Surprising Global Statistics

At the beginning of every year I briefly thumb through the Ecomomist Pocket Guide which lists a bunch of global rankings of random economic and sociopolitical stats, being somewhat wonkish by nature.

Some of the statistics surprise me. They probably shouldn’t. On deeper thought, they sometimes make sense.

For example, I was surprised that the most innovative country was Switzerland; which I (presumably wrongly) think of as being reactionary.

I was surprised to read the country with the most robberies was Costa Rica. I know many Canadians who have gone there and several who bought homes. They love the place.
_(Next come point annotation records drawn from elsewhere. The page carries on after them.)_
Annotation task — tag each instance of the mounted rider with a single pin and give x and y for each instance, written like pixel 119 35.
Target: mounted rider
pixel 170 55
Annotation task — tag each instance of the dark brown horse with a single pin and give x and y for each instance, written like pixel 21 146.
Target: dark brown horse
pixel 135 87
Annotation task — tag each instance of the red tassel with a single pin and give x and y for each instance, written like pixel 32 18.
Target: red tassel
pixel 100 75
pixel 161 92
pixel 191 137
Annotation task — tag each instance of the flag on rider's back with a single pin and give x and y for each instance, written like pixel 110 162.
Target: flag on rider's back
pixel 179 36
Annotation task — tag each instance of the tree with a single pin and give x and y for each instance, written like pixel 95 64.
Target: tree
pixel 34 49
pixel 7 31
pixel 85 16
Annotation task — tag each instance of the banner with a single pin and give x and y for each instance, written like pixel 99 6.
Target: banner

A few of the top 20 were surprising; but few of these countries were also in the top 20 for more violent crimes — which also surprised me.

I wouldn’t have guessed Bulgaria had the lowest recent inflation rate.

I always thought some North American countries had the people with the highest body mass indices. But apparently this is only true for men; with Qatar and some other Gulf countries having the highest female rankings.

I was also surprised by Gini coefficients and lots of others. But I am more interested in global statistics you did not know and were amused or shocked or just unaware of?

I always wonder how they collected the information, especially comparing First World countries with Third World countries or more closed societies. For instance, comparing the BMI of Qatarian women to, say, Syria or Chad.

But comparisons are interesting. Finland is rated the happiest nation on earth, and has a suicide rate higher than Iraq. Go figure.


People want to go out at peak happiness?

You have a lot less time to worry about whether your life truly has meaning if you’re living hand to mouth.

I was also surprised to read the country with the most female political representation was Rwanda. I briefly thought “how progressive”, then sad as I realized the likely reasons.